Les aspirations de l’Allemagne à se hisser au rang de puissance hégémonique en Europe et son conflit croissant avec les États-Unis qui, en tant que puissance militaire protectrice et arbitre, ont soutenu l’unité européenne depuis la fin de la Seconde Guerre mondiale, intensifient les divisions déjà fortes au sein de l’Union européenne.

Cela a été exprimé au sommet dans une vive dispute concernant la réélection du président du Conseil européen Donald Tusk. Bien que le gouvernement polonais actuel s’oppose avec véhémence à la réélection de Tusk, ancien Premier ministre polonais, le sommet a prolongé son mandat. L’élection d’un homme politique en position de chef de file au sein de l’UE contre la volonté de son propre gouvernement est un événement sans précédent dans l’histoire de l’UE. Tusk est un membre du plus grand parti d’opposition en Pologne, la Plate-forme Civique (PO), qui est engagée dans un conflit amère avec le PiS au gouvernement.

Le président de PiS, Jaroslaw Kaczyński, a décrit Tusk avant le sommet comme « le candidat de l’Allemagne ». Suite à l’élection le ministre polonais des Affaires étrangères, Witold Waszczykowski, a parlé d’un « diktat de Berlin ». « Nous savons maintenant que c’est une UE où c’est Berlin qui mène le bal », a-t-il déclaré aux médias polonais.
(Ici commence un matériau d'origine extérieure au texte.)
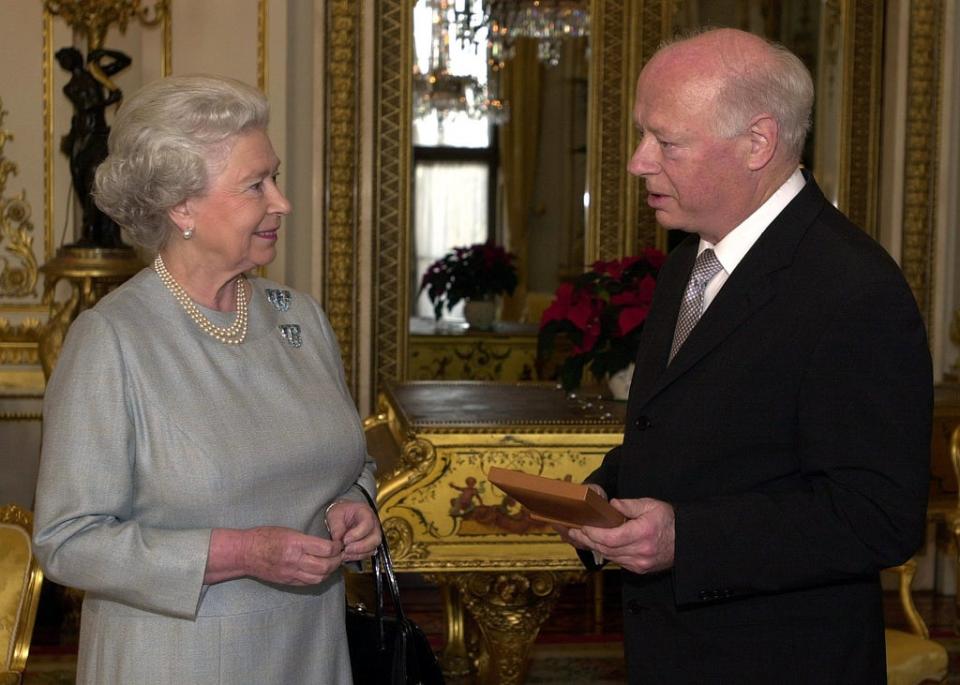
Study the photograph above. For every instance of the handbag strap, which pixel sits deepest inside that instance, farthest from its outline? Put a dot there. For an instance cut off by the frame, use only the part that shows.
(383, 572)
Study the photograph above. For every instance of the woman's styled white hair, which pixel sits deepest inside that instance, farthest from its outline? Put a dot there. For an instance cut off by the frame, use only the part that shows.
(164, 144)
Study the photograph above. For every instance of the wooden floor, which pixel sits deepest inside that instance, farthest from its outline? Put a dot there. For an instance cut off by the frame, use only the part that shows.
(577, 623)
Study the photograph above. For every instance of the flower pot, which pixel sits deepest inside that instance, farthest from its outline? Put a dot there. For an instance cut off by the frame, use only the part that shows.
(480, 314)
(619, 383)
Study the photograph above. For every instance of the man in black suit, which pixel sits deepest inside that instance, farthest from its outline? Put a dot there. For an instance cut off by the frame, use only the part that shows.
(776, 452)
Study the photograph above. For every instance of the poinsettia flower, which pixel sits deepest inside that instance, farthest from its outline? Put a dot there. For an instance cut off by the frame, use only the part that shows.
(603, 311)
(585, 311)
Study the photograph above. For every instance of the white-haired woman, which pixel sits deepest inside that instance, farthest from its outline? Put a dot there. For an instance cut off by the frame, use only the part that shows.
(201, 452)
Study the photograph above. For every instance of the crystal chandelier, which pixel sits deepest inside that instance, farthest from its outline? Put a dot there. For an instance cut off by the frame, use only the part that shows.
(547, 21)
(436, 90)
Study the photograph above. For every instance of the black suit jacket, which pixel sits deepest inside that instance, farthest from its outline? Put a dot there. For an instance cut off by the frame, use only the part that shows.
(791, 434)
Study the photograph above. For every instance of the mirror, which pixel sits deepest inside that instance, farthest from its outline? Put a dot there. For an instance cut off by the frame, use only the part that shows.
(499, 145)
(623, 35)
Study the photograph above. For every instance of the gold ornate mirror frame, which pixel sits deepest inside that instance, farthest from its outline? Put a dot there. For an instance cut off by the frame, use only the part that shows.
(624, 34)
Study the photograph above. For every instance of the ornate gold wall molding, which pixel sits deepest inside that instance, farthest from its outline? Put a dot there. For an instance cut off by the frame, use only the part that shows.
(20, 416)
(860, 119)
(393, 163)
(344, 23)
(921, 154)
(625, 35)
(18, 264)
(262, 56)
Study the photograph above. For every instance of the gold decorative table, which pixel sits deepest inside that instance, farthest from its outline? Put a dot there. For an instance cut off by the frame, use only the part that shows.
(448, 352)
(434, 442)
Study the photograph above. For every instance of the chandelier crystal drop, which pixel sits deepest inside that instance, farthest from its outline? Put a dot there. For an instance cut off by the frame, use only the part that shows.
(437, 90)
(547, 21)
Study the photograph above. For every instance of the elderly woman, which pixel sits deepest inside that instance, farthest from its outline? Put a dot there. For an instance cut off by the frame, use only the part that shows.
(202, 457)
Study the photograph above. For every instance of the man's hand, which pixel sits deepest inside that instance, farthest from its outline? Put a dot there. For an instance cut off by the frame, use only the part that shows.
(643, 544)
(356, 525)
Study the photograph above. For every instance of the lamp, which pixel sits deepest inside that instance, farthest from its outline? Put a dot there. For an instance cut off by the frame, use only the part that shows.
(436, 90)
(547, 21)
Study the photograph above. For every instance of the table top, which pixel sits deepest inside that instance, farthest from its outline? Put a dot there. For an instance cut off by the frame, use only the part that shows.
(422, 327)
(475, 406)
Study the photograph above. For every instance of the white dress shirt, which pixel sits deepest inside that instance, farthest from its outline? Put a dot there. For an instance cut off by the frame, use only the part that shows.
(732, 248)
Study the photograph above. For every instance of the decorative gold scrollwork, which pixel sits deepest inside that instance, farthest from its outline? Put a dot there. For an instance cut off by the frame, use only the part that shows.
(94, 17)
(11, 513)
(18, 264)
(509, 608)
(419, 454)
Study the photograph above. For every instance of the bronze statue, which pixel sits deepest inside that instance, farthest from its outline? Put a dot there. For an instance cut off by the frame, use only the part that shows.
(91, 91)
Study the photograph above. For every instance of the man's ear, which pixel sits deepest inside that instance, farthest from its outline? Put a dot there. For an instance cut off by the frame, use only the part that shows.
(181, 216)
(764, 133)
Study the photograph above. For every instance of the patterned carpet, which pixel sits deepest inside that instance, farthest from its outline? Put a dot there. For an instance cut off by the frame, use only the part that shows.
(577, 645)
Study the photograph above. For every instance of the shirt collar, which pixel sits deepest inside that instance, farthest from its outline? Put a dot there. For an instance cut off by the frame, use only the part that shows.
(735, 245)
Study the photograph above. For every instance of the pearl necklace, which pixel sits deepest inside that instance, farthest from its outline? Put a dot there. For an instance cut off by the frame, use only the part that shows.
(229, 335)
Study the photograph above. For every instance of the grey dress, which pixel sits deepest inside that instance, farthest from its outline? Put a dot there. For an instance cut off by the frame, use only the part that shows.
(155, 433)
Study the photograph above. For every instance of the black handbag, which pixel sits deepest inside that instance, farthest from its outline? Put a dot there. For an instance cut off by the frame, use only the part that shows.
(388, 649)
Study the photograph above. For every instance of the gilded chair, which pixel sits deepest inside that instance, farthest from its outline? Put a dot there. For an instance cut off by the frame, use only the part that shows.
(912, 657)
(20, 579)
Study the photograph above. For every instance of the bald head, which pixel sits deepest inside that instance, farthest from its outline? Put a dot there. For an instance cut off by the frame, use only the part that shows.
(747, 76)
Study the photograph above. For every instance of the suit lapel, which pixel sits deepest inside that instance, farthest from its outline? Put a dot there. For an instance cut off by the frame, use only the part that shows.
(749, 287)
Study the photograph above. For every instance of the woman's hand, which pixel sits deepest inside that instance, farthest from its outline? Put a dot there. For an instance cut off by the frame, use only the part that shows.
(356, 525)
(271, 553)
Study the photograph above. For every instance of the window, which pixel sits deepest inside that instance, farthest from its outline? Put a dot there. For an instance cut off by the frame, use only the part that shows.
(454, 155)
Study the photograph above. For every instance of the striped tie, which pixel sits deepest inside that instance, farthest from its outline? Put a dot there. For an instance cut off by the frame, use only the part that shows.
(704, 269)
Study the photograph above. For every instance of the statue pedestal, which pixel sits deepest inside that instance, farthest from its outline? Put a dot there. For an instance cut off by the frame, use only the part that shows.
(92, 273)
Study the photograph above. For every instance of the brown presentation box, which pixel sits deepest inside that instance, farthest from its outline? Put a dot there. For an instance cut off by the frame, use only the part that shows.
(556, 501)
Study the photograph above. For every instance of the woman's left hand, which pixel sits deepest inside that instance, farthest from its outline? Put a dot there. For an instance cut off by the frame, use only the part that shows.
(356, 525)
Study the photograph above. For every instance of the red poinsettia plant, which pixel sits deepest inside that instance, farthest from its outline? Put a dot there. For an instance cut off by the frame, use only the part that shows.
(477, 271)
(601, 314)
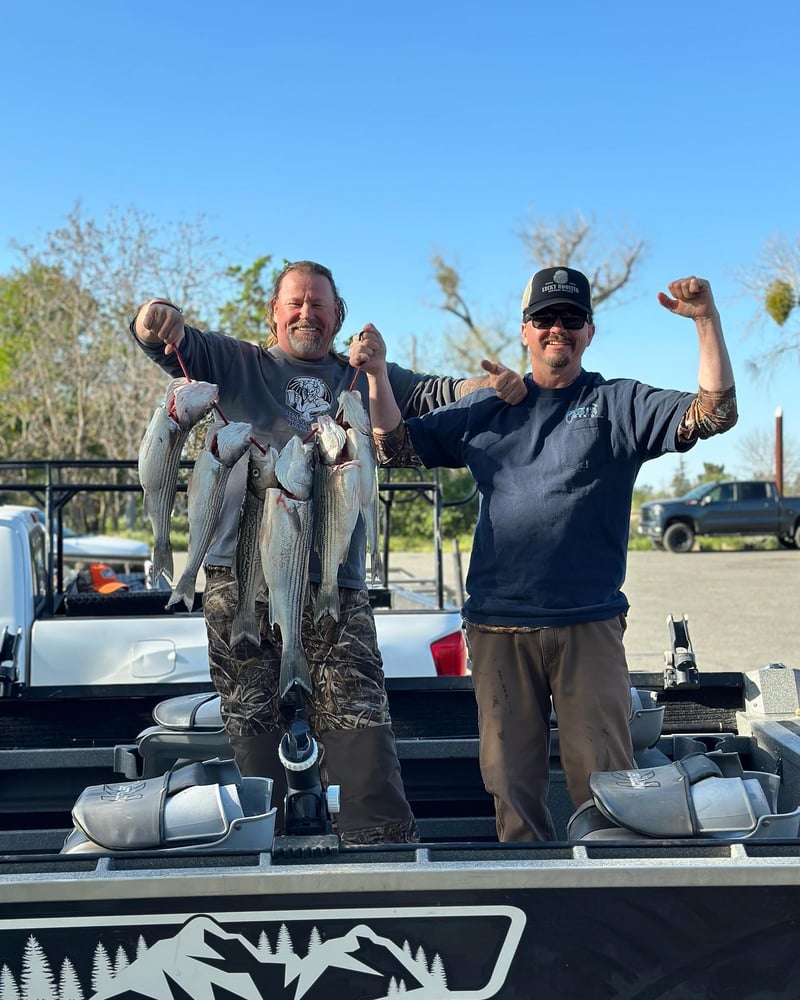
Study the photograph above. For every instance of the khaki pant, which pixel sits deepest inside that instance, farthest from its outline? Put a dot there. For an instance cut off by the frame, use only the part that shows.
(348, 709)
(514, 674)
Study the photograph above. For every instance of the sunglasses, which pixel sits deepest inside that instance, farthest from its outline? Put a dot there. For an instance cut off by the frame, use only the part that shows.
(544, 320)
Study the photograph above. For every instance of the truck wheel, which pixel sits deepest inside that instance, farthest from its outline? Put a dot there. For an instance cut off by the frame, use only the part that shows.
(679, 537)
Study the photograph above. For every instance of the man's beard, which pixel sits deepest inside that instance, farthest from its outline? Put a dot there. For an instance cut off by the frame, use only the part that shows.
(307, 341)
(558, 360)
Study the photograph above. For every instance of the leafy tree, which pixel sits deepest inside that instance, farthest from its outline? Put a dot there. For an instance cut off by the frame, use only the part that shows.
(711, 473)
(73, 384)
(609, 260)
(774, 282)
(244, 316)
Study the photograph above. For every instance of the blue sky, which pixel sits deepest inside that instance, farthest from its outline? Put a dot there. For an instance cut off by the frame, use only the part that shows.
(371, 136)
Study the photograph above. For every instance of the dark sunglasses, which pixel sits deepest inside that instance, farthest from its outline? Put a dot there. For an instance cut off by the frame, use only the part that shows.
(544, 320)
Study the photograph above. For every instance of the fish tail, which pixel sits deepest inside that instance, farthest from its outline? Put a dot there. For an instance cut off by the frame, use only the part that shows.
(183, 591)
(327, 602)
(162, 561)
(245, 626)
(294, 670)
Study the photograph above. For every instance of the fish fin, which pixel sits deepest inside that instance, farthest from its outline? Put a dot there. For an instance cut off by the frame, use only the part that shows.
(294, 670)
(245, 626)
(183, 591)
(376, 565)
(327, 602)
(162, 562)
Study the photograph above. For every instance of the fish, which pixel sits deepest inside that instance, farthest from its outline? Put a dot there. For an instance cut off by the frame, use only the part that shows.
(249, 574)
(339, 508)
(224, 446)
(360, 447)
(184, 405)
(331, 439)
(285, 545)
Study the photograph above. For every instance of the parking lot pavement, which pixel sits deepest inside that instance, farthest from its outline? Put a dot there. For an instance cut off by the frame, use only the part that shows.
(743, 608)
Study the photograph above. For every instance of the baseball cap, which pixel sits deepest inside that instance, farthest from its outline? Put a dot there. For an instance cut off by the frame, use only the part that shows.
(102, 578)
(556, 286)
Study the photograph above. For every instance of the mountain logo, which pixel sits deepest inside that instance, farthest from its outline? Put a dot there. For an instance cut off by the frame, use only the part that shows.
(429, 953)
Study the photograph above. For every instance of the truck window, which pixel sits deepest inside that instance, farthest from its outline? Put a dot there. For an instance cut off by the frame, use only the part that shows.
(752, 491)
(38, 564)
(721, 494)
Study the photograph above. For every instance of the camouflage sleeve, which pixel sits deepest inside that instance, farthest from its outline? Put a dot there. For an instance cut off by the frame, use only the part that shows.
(395, 448)
(709, 413)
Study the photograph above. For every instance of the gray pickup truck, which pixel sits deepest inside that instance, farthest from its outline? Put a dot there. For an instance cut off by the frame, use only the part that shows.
(742, 507)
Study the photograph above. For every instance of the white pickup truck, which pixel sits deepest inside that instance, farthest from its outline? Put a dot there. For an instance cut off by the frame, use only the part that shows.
(61, 644)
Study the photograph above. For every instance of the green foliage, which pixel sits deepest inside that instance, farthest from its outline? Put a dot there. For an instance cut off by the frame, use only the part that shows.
(680, 481)
(779, 300)
(244, 316)
(711, 473)
(412, 510)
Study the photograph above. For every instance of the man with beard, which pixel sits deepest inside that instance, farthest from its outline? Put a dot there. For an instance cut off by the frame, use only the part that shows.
(281, 390)
(545, 615)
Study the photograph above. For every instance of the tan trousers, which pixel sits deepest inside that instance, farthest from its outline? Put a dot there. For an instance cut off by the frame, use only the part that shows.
(514, 675)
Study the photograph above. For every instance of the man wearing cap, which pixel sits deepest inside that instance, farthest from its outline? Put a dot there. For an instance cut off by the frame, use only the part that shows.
(545, 615)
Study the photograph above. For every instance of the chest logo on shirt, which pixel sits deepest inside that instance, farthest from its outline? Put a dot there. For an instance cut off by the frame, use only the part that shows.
(308, 397)
(582, 413)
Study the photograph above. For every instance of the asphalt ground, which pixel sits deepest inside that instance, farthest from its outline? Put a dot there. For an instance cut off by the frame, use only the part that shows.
(743, 608)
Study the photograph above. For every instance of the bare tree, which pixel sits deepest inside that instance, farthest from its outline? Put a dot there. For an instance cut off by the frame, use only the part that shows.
(757, 451)
(81, 388)
(610, 262)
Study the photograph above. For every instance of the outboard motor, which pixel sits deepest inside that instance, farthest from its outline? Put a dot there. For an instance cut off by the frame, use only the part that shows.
(308, 807)
(681, 665)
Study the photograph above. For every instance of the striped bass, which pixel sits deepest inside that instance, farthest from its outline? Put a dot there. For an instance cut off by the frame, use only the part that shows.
(224, 446)
(338, 513)
(185, 404)
(360, 448)
(249, 574)
(285, 546)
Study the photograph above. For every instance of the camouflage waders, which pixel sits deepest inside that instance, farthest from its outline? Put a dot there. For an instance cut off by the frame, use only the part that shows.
(348, 709)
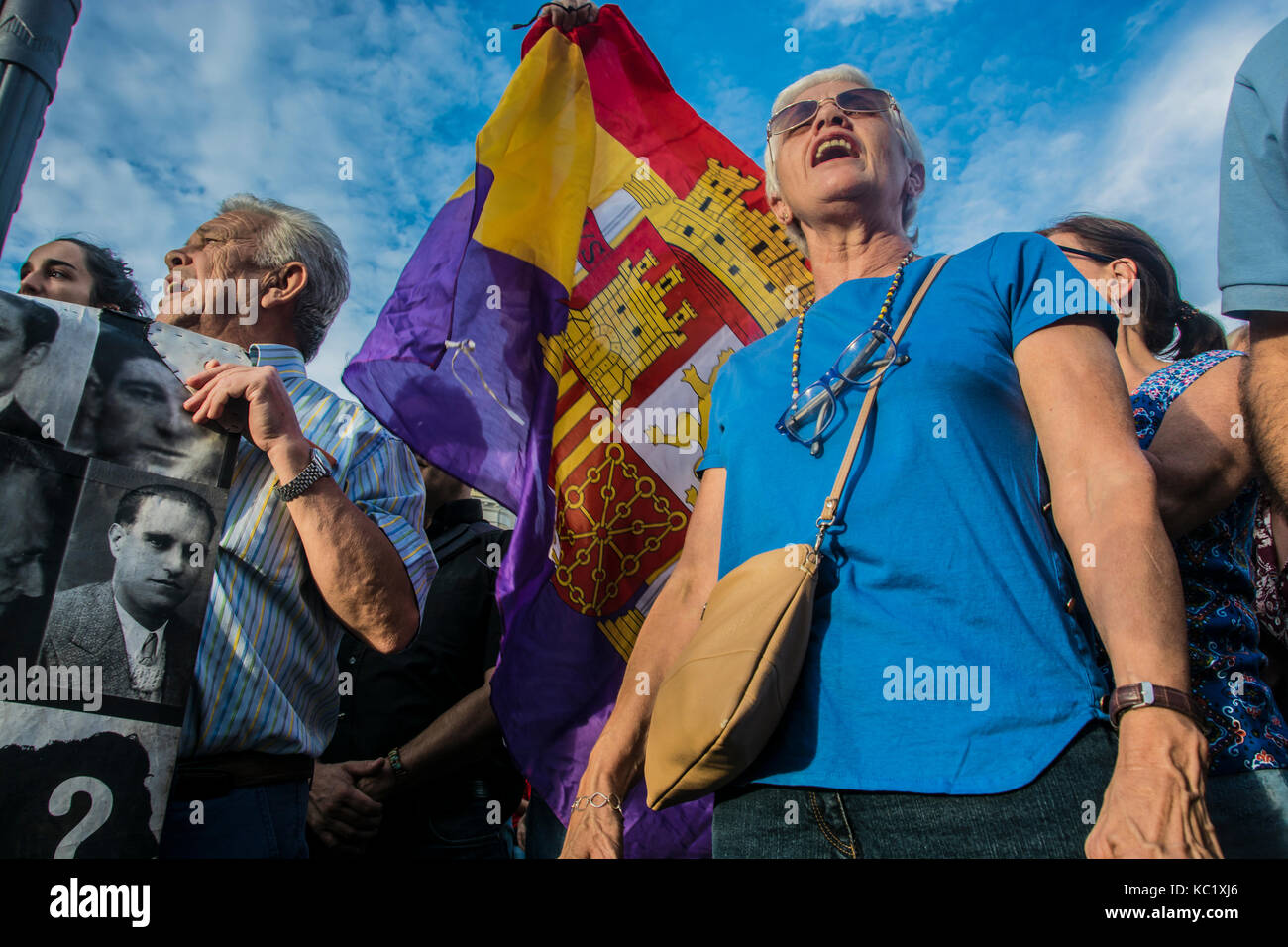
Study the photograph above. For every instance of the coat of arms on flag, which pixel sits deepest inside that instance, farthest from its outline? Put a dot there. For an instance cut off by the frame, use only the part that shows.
(554, 341)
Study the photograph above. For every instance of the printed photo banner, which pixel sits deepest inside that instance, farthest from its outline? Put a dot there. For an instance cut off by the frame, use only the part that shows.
(112, 501)
(554, 341)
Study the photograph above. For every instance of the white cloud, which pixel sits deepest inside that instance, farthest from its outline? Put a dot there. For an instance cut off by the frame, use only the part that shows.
(1150, 158)
(820, 13)
(149, 137)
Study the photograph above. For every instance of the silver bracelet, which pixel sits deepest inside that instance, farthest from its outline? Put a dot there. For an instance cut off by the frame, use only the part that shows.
(597, 800)
(305, 478)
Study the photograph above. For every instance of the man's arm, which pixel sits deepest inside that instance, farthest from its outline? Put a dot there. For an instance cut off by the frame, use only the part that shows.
(1104, 501)
(1265, 395)
(357, 570)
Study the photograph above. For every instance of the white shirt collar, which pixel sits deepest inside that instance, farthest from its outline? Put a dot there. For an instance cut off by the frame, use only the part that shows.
(136, 634)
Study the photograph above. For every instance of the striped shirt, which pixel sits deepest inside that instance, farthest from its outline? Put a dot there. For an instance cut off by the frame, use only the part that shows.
(267, 677)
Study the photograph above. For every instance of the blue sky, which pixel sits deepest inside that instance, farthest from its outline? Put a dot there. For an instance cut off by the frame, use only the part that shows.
(149, 136)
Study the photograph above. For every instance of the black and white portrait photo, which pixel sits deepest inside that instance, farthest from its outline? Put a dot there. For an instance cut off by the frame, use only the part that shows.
(46, 351)
(39, 488)
(132, 411)
(134, 583)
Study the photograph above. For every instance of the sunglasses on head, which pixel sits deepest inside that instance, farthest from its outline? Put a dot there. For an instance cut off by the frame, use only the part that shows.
(851, 101)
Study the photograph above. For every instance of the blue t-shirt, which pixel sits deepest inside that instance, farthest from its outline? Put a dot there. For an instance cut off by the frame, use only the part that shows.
(1252, 235)
(941, 657)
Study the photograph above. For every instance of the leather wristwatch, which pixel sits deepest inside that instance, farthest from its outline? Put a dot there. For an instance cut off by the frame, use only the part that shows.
(1146, 694)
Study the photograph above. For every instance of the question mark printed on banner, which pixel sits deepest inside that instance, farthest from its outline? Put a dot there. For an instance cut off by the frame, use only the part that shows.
(99, 810)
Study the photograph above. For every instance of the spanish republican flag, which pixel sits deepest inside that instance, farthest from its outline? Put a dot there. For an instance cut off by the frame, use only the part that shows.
(553, 342)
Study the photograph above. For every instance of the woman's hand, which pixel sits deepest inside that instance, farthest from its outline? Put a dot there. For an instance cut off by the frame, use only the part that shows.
(570, 13)
(593, 834)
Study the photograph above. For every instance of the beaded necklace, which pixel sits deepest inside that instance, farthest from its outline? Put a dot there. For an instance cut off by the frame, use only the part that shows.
(881, 322)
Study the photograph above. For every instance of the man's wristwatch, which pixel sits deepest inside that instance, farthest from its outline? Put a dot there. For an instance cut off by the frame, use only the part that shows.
(1146, 694)
(317, 468)
(395, 763)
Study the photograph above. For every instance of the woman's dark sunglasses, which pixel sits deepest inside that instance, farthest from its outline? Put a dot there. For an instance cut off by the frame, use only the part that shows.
(1089, 254)
(851, 101)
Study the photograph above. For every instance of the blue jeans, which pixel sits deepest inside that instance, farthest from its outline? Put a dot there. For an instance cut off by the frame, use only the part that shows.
(1047, 818)
(1249, 812)
(545, 831)
(253, 822)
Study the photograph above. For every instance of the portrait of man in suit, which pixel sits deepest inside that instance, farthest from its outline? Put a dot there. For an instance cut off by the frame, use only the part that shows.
(27, 330)
(132, 414)
(160, 536)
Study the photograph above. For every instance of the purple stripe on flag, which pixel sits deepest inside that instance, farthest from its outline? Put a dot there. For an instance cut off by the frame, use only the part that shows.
(531, 690)
(430, 392)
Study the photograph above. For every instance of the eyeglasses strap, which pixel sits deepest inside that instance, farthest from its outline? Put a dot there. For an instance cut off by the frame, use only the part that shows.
(833, 499)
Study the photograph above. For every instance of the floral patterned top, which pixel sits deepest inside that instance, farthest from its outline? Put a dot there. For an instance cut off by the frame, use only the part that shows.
(1216, 564)
(1271, 581)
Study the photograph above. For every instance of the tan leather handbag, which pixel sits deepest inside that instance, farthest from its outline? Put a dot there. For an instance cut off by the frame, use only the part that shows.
(721, 701)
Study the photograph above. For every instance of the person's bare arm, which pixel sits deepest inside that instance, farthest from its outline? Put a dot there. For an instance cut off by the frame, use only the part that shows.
(357, 570)
(1106, 508)
(617, 761)
(1265, 393)
(1201, 457)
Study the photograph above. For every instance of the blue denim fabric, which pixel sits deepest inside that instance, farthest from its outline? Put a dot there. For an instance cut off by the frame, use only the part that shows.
(253, 822)
(1047, 818)
(1249, 812)
(545, 831)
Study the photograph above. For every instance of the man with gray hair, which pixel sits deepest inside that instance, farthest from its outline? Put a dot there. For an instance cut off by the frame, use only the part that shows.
(322, 532)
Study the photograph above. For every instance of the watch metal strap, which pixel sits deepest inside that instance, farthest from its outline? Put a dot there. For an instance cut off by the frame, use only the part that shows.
(305, 478)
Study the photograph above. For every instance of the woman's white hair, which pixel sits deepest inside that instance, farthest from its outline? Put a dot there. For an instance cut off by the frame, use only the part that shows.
(907, 138)
(294, 235)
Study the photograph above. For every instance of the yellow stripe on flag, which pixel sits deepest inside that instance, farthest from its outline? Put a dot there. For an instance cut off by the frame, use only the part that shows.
(540, 146)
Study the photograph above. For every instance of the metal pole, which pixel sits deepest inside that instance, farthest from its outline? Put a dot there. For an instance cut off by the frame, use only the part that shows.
(34, 37)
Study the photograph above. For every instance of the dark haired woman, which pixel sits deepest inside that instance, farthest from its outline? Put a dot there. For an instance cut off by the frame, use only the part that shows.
(75, 270)
(1190, 421)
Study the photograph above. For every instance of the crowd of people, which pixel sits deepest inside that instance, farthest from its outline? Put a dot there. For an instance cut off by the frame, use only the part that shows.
(1099, 526)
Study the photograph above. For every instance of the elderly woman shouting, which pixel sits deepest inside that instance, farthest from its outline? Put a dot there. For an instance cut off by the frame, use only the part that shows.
(940, 556)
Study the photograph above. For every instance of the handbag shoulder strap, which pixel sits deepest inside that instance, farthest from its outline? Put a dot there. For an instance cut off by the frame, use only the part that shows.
(833, 499)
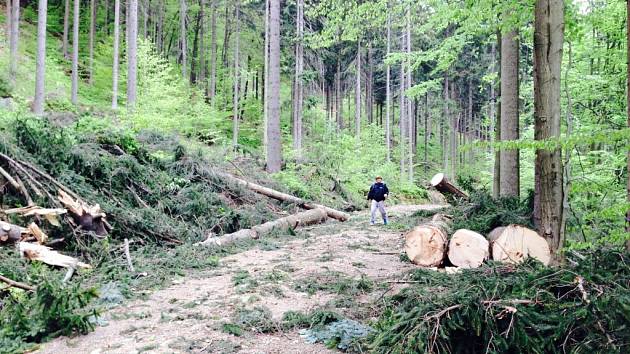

La délégation polonaise a annoncé qu’elle bloquerait toutes les décisions ultérieures au sommet avec son veto.

Dans un effort pour maintenir le gouvernement polonais de droite, anti-russe à bord, Berlin a adopté un ton plus strident contre la Russie. Le ministre allemand des Affaires étrangères Sigmar Gabriel (SPD) a démonstrativement fait escale à Varsovie en route pour Moscou. Avec les trois pays baltes, la Pologne compte parmi les quatre pays d’Europe de l’Est où l’OTAN est en train de déployer 4 000 militaires, ainsi que des chars et autres armes lourdes. Gabriel a visité le bataillon mené par l’armée allemande en Lituanie la semaine dernière.

S’exprimant à Moscou, Gabriel a défendu avec véhémence le premier stationnement des troupes allemandes en Europe de l’Est depuis la guerre génocidaire lancée sous les nazis, et a blâmé la Russie pour « la violation des frontières au centre de l’Europe ».

Le ministre russe des Affaires étrangères Sergueï Lavrov a rejeté l’accusation de Gabriel selon laquelle son pays menacerait les États d’Europe de l’Est membres de l’OTAN. « Nous avons des statistiques différentes à ce sujet », a-t-il déclaré, notant qu’en fait, la Russie est « encerclée par des armes de l’OTAN, des unités de l’OTAN […] Des troupes terrestres de l’OTAN apparaissent à nos frontières, y compris [des troupes] de la République fédérale d’Allemagne. »

L’intensification de la crise dans les Balkans était également à l’ordre du jour du sommet de l’UE. La région était soumise à des « défis et des tensions », a déclaré à Bruxelles la chef de la politique étrangère de l’UE, Federica Mogherini, « beaucoup plus que jamais ». Elle a averti que les Balkans étaient de plus en plus « un échiquier pour les jeux de pouvoir des grandes puissances ».

Au début de la semaine, la Grande-Bretagne a accusé la Russie de fomenter les tensions dans la région. Moscou s’efforçait de « saper les pays des Balkans occidentaux », ce qui était « totalement inacceptable », a déclaré le ministre britannique des Affaires étrangères Boris Johnson. En vérité, ce sont les puissances occidentales qui fomentent le conflit dans les Balkans. Dans les années 1990, elles ont fait éclater la Yougoslavie et l’ont bombardée. Il y a moins d’un an, en dépit des avertissements russes, l’OTAN a accepté le Monténégro comme nouveau membre de l’alliance militaire.

Les tensions croissantes au sujet des Balkans ne sont que la manifestation la plus visible des parallèles entre l’Europe actuelle et celle à la veille de la Première Guerre mondiale il y a plus de cent ans. Alors que le capitalisme mondial, affligé par une crise économique et politique toujours plus profonde dans tous les pays, les divisions internes à l’Europe ainsi qu’entre les puissances européennes et l’Amérique prennent de plus en plus la forme du protectionnisme, soutenu par le réarmement et la menace de la force militaire.